Wednesday, July 25, 2012

A Really Annoying Writing Habit

Do you want to be secretly despised by the other writers in your critique group? Are you dying to pick up antagonistic quirks that traditional writing magazines just don’t teach you? Will you be the voice in your generation that rises to greatness, while everyone who knows you personally wishes you would sit down and shut up?

Well, friend, today is the day your life changes forever.

That’s right—you! I’m talking directly to YOU.

We here at “Just the Fiction” can make all of this happen. Follow this easy tip, and you can enter illustrious circle of the Obnoxious Writers Hall of Fame!


But wait . . . there’s more! If you alter this tip and take it out of the area of writing, you can be annoying in every area of your life. And for no extra charge!

Tip #1: Pretend like writing is either really easy or really hard.

This annoying quirk has a lot of flexibility. Around your writer friends, you can brag about how many short stories you’ve written, the number of classics you’ve read, and how many pages you can write during an average day.

A fun twist on this concept is “The Topping Game.” All you need to do is wait for a good opportunity. And this can’t be just ordinary topping. Oh no. Here at “Just the Fiction,” we encourage our readers to set higher goals in their pursuit of obnoxiousness.

Say your friend tells your group, “Guys, guess what? I found this really great book by Stephen King called On Writing. You should check it out.”

Some of the other group members might say, “Yeah, I read that last year. It was really good.”

Then you yawn loudly and say, “Yes, in my sixth grade composition class, I did a deconstructive analysis of the first half, but I felt like all of the advice after chapter eight was beneath me.”

This can be an effective tactic around non-writers as well, since they will probably think you’re a kind of super-human demigod of literature, but you can also take the opposite tactic with them, particularly if you have a hard time actually producing the amount of pages that you claim to write.

There are a number of good ways to make writing seem exceedingly difficult. One is to act like the entire process is mystical, visited only upon a few noble souls in times of great artistic vision. Mention the Muse every now and then and try to act esoterically detached from the rest of the population. And outfit your writing studio with lots of windchimes, bamboo plants, and incense burners. (If you find an incense burner shaped like sticks of bamboo with a built-in windchime, you get bonus points.)

Another way to make writing seem really hard is to simply complain about how difficult it is to write, how busy you are, how the quality of notebook paper is going down these days, how anyone can put up drivel on their blogs so why even bother writing a traditional novel if no one is going to publish it, and how someone in Hollywood makes a movie out of your idea before you get started—are they sending spies to search through your journals or something?
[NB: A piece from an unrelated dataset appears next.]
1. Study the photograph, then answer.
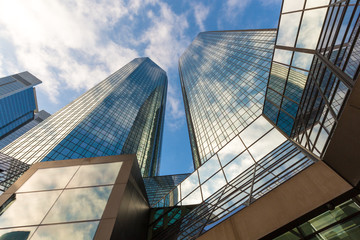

It’s the perfect way to get other people to avoid you, or at least to glaze over whenever you start talking. Be sure to never let anyone disagree with you or suggest that you might be overly negative and/or paranoid. Allowing contrary opinions will lower the annoying persona you’ve worked so hard to create.

As a bonus, if you spend all of your time complaining about writing, you won’t actually have to do any!


And remember, together we can Find the Obnoxious in You.

1 comment:

  1. But wait, don't limit this just to writing, my friends! This is sage advice for being hated in the art world as well!